Makeup effects pro Mike Elizalde admits he had never heard of "Hellboy" when director Guillermo del Toro originally approached him about working on his 2004 movie based on the character. "I was not a comic book fan. I never have been," he says.
But the former Navy man -- who started in the movie business in 1987 as a sculptor, makeup artist and painter and struck up a friendship with the director while working on the 2002 vampire flick "Blade II" -- says he couldn't resist the opportunity to work on the outre project.
The sequel, "Hellboy II: The Golden Army," which opened Friday, was no less challenging for the Mazatlan, Mexico-born Elizalde, who now operates his own creature design studio, Spectral Motion, in Glendale with his wife, Mary.
"In the first movie, we ended up building five different characters, and in this we actually created 15 characters," says Elizalde, 47, whose credits also include "X-Men: The Last Stand" and both of the "Fantastic Four" films. "It is by far the most ambitious thing that we've done."

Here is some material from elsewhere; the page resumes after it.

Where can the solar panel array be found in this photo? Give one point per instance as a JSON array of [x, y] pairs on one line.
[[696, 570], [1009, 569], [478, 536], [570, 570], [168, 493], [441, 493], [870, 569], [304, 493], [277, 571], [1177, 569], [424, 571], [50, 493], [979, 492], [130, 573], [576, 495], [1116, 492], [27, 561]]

How to make a monster: The ideas for the creatures featured in "Hellboy II" originated with Del Toro. "Guillermo has these beautiful leather-bound notebooks that he carries around with him, and he inscribes all his notes and does all these drawings in the books," Elizalde says. "It's our job to take his drawing and produce an illustration that will give not only the aesthetic that he's looking for but also a mechanically sound rendering that will translate into the real world design."
A knowing wink: To create one of the new creatures, Mr. Wink, which looks a little like a ticked-off rhinoceros, Elizalde spent about six months developing and building a suit, which in the end stood nearly 8 feet tall and weighed about 130 pounds -- and that's without actor Brian Steele inside it.
"We always look to nature in creating our creatures, to bridge the gap between what you can believe and what you can't," Elizalde says, adding that extensive research was done on real-life pachyderms to develop Wink's thick skin. "You don't want to just make it look like an elephant skin, because then it sort of just becomes that. We always try to bring a new look that borrows elements of all the creatures that have a similar sort of appearance and then translate that into a new physiognomy."
The eyes have it: While Elizalde maintains that he has no favorites among his new creatures, he is quite taken with the creepy seraph called the Angel of Death, which was built to some fairly detailed specifications.